II. L'Amnistie d'Or : Un Coup Financier
La « Forteresse d'Or » de la milice repose sur les bijoux en or et les actifs des citoyens ordinaires.
La Contre-Stratégie : La Banque centrale (BDL) doit émettre une Amnistie d'Or Souveraine.
La Solution : L'État offrira un crédit immédiat et de haute valeur à tout citoyen pouvant prouver qu'il possède une « dette garantie » auprès d'Al-Qard Al-Hassan. L'État « rembourse » effectivement la dette du citoyen envers la milice, transfère l'or à un Fonds National de fiducie, et donne au citoyen un titre légal protégé par l'État sur ses actifs.
L'Impact : Cela déclenche immédiatement une ruée sur les réserves d'or de la milice. Cela oblige la milice soit à rendre l'or (perdant ainsi son levier) soit à refuser (se révélant comme des voleurs aux yeux de leur propre base).
III. Contourner les Agents Infiltrés dans les Ministères
Le ministère des Travaux publics et des Affaires sociales sont actuellement des nœuds d'infiltration de la milice.
La Contre-Stratégie : Surveillance fiduciaire totale par une tierce partie.
La Solution : Tous les fonds de reconstruction et de RUB doivent être gérés par un Conseil indépendant d'auditeurs internationaux et de représentants de la société civile libanaise.
L'Impact : Cela garantit que « pas un seul centime » ne parvient à Jihad al-Bina ou à toute société écran liée à la milice.

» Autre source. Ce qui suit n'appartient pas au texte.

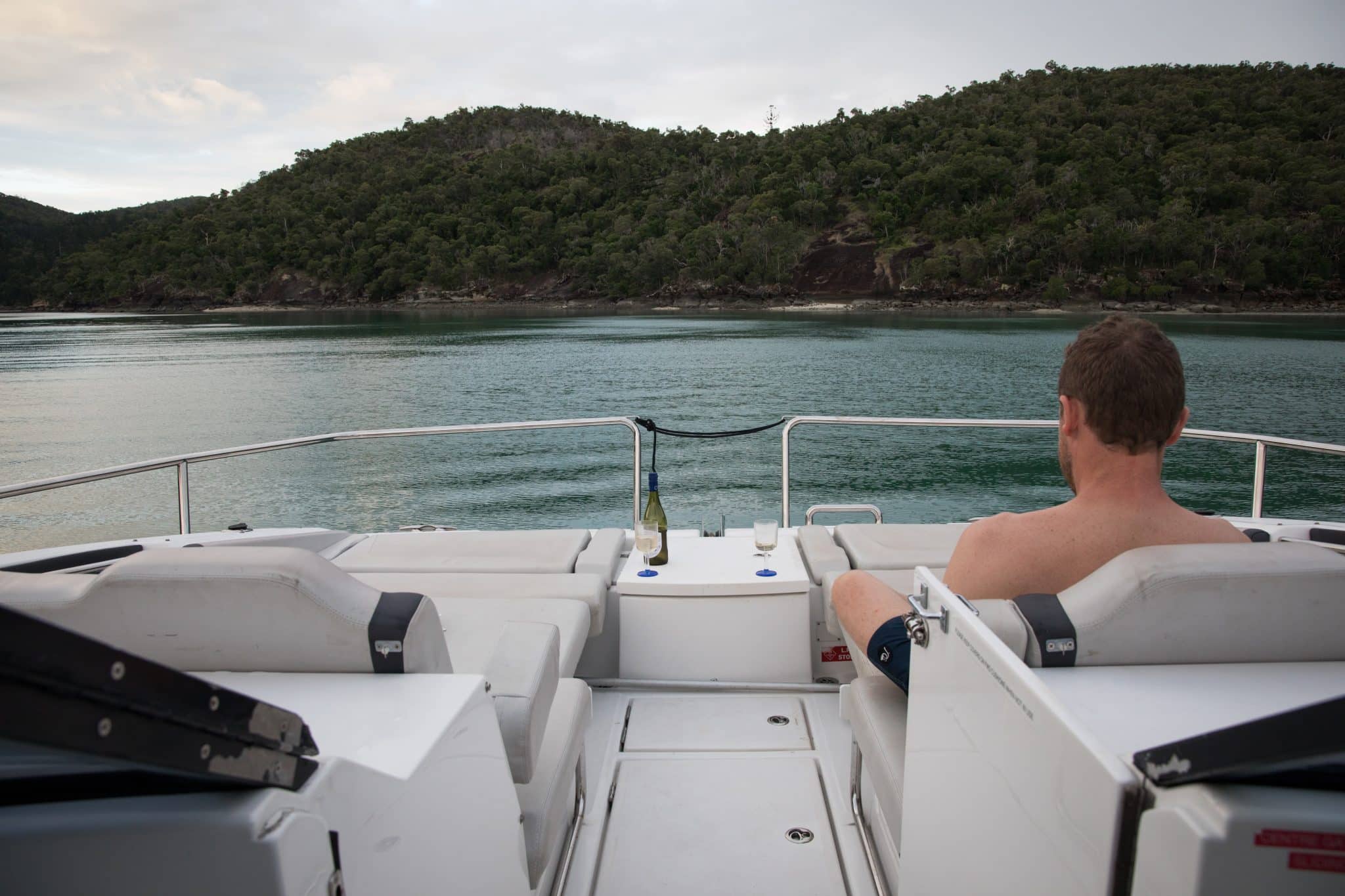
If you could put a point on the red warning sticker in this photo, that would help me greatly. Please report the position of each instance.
(1317, 861)
(1324, 840)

En utilisant des transactions vérifiées par blockchain, l'État peut garantir que l'aide va à la maison, pas à l'entrepôt.
IV. Étapes Politiques Recommandées pour Mars 2026
1. Abolir le bouclier juridique d'Al-Qard Al-Hassan : Désigner formellement l'entité comme façade de blanchiment d'argent et geler tous les comptes commerciaux locaux connectés.
2. Lancer le « Projet Dignité » : Déployer le portefeuille numérique de RUB spécifiquement dans les zones de haute dépendance (Dahiyeh, Sud, Bekaa) pour offrir une alternative disponible 24h/24 à l'aide de la milice.
3. Déployer l'Audit « Bouclier de la Patrie » : Utiliser les FAL pour sécuriser les centres de données physiques du ministère des Affaires sociales afin de purger les « listes fantômes » de l'Unité 900.
Conclusion : Le chemin vers la souveraineté passe par le portefeuille. En fournissant une alternative transparente, numérique et soutenue par l'État à l'économie souterraine de la milice, nous ne « payons pas les voyous » — nous les rendons non pertinents. L'objectif est la liquidation économique totale de l'infrastructure milice-État en récupérant la loyauté du peuple par la puissance de la République.